Federal Banking Agencies Finalize Customer Information Security Guidelines

The FRB, OCC, FDIC and OTS jointly adopted final guidelines (the "Guidelines") for safeguarding confidential customer information. The Guidelines are required by sections 501 and 505(b) of the Gramm-Leach-Bliley Act, and substantially resemble the proposed guidelines discussed in the July 4, 2000 Alert. Similar to the proposal, the final Guidelines require each financial institution, under the supervision and ongoing oversight of its Board of Directors, to create a comprehensive written information security program designed to ensure the security and confidentiality of customer information; protect against any anticipated threats or hazards to the security or integrity of such information; and protect against unauthorized access to or use of such information that could result in substantial harm or inconvenience to any customer. The Guidelines establish standards for the above goals, but provide flexibility for financial institutions in implementing the standards, depending upon the sensitivity of the information as well as the complexity and scope of the financial institution’s activities.

A notable change from the guidelines proposed earlier, however, is the provision in the Guidelines that requires financial institutions to have a contract with each of its service providers pursuant to which each service provider must implement appropriate measures designed to meet the objectives of the Guidelines. Contracts in existence on or before the date that will be thirty days after the Guidelines are published in the Federal Register will not have to include such a contractual provision before July 1, 2003. The Guidelines are effective as of July 1, 2001.

The SEC, FTC and NCUA are also required to issue comparable standards to safeguard customer information. The SEC’s final guidelines were included in its final privacy regulation, Regulation S-P, and the NCUA’s final guidelines were released last week. The FTC issued an advanced notice of proposed rulemaking in September regarding information safeguards, but has not issued a proposal yet.

SEC Adopts Rule Prohibiting Misleading Mutual Fund Names

The SEC adopted a new rule that (a) prohibits fund names that suggest guarantee or approval by the U.S. government and (b) imposes portfolio composition requirements on any fund whose name suggests investment in (i) certain types of securities or industries or (ii) certain countries or geographic regions. The new rule, which has a compliance date of July 31, 2002, applies to open-end and closed-end funds and certain unit investment trusts.

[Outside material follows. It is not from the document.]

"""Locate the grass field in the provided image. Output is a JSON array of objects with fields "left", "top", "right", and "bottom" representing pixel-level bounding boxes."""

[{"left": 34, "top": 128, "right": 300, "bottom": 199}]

Under the new rule, a fund whose name indicates an emphasis on certain investments or industries, must have a policy that, under normal circumstances, 80% of its assets be in the type of investments suggested by its name. A fund whose name suggests an investment emphasis on certain countries or regions (a) must adopt a policy that, under normal circumstances, at least 80% of its assets be in investments that are tied economically to the particular country or geographic region and (b) disclose the criteria for meeting this test. A fund whose name suggests that its distributions are exempt from federal income tax or both federal and state income tax (a "Tax Exempt Fund") must adopt a policy that, under normal circumstances, it will (a) invest at least 80% of its assets in investments the income from which is exempt from federal or federal and state income tax, as applicable, or (b) invest its assets so that at least 80% of the income distributed will be exempt from federal or federal and state income tax, as applicable.

A fund may comply with the new rule by adopting a fundamental policy (i.e., one requiring shareholder approval of any amendment) that satisfies the applicable 80% test. A fund other than a Tax-Exempt Fund may also comply with the new rule by adopting a non-fundamental policy that satisfies the applicable 80% test, provided shareholders are entitled to at least 60 days prior notice of any amendment to the policy.

The content of this article is intended to provide a general guide to the subject matter. Specialist advice should be sought about your specific circumstances.